20211219 - Security Enhancements
- Mark Blair (Unlicensed)
Module:
Security
Summary:
Enabled “Azure Defender” for Key Vault, SQL Server and Storage
Ticket:
https://bigdigit.atlassian.net/browse/SWMS-3900
Detail:
Azure Defender for Key Vault
Azure Security Center includes Azure Defender for Key Vault, providing an additional layer of security intelligence.
Azure Defender for Key Vault detects unusual and potentially harmful attempts to access or exploit Key Vault accounts.
We have enabled “Azure Defender for Key Vault” for all our resources.
Azure Defender for SQL servers
Azure Defender for SQL is a unified package that provides advanced SQL security capabilities.
It includes functionality for surfacing and mitigating potential database vulnerabilities, detecting anomalous activities that could indicate a threat to your database, and discovering and classifying sensitive data.
We have enabled this for all our SQL Servers.

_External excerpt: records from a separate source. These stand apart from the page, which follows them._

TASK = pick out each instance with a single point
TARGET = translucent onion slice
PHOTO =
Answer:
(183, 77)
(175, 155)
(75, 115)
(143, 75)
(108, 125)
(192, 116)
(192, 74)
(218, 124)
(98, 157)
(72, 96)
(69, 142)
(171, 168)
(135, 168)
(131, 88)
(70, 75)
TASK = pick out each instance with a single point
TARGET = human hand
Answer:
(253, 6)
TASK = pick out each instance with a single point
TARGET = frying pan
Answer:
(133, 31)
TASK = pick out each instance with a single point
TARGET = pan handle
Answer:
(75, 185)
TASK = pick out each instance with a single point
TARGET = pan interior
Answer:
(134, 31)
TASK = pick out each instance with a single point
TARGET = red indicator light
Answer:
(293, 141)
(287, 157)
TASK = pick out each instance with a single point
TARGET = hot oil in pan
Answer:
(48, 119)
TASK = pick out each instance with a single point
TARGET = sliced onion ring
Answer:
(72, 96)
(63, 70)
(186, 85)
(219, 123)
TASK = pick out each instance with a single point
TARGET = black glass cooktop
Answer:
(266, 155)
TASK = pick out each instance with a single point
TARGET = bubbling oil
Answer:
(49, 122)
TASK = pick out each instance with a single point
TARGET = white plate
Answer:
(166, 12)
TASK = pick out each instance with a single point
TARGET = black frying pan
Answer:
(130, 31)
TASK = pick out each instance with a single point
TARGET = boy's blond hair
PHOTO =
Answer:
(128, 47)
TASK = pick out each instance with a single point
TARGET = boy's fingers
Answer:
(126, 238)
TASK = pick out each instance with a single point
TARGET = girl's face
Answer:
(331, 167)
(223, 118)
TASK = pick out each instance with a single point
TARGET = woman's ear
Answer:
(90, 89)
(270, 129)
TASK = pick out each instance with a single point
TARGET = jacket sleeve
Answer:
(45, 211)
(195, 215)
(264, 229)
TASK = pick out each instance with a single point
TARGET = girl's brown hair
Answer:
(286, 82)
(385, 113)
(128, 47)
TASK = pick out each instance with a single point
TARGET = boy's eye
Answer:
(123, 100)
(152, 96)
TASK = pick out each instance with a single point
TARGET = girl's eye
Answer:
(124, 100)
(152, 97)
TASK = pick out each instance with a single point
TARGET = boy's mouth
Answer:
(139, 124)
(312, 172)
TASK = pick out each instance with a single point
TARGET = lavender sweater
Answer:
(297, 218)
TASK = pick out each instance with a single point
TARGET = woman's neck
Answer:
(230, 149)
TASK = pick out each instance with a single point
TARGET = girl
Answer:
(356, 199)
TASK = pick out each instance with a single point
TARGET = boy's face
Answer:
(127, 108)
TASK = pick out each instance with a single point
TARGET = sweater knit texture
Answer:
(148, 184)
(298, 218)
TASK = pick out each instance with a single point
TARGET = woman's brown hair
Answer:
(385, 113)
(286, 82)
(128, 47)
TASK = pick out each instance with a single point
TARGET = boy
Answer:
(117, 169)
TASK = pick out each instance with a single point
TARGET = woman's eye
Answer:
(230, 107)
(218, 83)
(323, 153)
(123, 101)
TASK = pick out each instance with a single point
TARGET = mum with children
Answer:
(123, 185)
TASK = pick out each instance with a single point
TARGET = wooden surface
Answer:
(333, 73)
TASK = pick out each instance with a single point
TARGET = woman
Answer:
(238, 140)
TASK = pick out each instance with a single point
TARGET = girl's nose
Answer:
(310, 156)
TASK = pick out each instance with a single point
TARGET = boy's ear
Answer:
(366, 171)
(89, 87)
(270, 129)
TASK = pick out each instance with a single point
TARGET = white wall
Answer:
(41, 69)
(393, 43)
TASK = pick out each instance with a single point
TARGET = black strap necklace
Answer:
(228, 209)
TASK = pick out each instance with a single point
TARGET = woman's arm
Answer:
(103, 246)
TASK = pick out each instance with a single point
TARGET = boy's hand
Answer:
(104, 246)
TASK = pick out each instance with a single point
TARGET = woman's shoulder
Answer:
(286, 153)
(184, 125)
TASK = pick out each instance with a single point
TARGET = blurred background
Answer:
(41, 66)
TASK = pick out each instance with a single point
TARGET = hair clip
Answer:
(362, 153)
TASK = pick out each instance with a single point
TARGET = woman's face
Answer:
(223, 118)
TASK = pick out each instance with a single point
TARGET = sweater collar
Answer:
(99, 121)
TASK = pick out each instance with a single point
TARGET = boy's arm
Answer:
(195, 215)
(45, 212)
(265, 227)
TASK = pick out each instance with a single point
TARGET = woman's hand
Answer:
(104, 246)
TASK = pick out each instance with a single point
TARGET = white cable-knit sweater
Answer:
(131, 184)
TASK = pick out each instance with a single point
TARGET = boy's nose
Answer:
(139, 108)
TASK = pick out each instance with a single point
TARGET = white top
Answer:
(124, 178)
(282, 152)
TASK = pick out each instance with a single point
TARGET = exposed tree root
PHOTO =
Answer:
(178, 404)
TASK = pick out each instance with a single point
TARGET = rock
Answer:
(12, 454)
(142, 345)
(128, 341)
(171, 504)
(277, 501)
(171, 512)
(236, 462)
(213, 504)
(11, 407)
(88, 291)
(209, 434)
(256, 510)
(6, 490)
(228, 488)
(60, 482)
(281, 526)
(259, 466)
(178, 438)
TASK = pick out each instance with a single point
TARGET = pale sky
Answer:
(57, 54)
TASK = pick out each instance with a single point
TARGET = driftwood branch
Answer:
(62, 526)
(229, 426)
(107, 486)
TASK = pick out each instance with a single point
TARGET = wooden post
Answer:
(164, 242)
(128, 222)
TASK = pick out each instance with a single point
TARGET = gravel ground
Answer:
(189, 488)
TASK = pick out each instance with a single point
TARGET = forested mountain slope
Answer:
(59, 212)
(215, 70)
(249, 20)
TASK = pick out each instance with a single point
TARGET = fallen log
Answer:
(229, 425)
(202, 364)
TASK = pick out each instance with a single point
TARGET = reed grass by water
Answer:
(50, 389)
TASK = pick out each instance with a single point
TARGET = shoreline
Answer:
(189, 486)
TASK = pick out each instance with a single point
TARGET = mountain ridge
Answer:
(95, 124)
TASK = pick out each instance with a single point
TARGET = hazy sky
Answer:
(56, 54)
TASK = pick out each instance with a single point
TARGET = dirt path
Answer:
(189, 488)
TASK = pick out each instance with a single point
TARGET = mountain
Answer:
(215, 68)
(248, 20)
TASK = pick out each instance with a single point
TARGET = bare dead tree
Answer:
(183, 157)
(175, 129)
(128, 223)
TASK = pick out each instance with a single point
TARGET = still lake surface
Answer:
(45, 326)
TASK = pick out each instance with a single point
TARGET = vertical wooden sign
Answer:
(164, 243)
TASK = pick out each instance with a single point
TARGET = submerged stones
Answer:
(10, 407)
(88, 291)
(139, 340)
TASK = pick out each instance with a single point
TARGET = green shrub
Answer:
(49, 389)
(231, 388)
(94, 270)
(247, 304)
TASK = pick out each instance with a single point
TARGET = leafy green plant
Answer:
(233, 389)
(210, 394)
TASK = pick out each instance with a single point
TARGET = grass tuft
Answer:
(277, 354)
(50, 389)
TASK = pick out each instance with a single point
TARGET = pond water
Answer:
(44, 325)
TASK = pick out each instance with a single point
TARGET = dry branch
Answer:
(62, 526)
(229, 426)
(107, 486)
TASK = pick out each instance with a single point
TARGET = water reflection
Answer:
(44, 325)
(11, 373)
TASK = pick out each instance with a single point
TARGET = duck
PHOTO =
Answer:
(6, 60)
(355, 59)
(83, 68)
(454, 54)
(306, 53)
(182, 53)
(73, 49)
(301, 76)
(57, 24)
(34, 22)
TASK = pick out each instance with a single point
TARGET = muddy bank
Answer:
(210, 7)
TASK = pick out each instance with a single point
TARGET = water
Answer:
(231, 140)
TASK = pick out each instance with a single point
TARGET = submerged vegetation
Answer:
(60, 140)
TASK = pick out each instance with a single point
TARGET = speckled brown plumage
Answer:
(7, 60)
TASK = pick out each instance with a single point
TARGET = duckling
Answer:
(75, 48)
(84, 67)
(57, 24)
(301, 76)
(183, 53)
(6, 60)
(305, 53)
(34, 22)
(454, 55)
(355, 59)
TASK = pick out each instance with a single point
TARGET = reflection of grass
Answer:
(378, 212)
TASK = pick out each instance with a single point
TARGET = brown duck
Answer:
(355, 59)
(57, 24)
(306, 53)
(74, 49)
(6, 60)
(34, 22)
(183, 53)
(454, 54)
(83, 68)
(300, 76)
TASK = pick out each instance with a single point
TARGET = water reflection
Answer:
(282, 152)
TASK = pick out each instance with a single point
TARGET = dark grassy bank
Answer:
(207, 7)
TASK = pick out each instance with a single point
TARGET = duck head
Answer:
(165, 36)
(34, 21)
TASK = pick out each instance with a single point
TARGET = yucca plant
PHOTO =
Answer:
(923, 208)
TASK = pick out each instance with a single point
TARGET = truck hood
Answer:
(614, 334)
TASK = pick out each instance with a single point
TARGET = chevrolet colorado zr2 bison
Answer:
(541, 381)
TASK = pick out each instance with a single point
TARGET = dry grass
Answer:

Azure Defender for Storage
Azure Defender for storage detects unusual and potentially harmful attempts to access or exploit storage accounts.
We have enabled this for all our storage accounts.
Module:
Security
Summary:
FTPS required in web apps
Ticket:
https://bigdigit.atlassian.net/browse/SWMS-3915
Detail:
FTPS (Secure FTP) is used to enhance the security of our web applications as it adds an extra layer of security and ensures compliance with the industry standards and regulations.
FTPS is now required for all our web applications.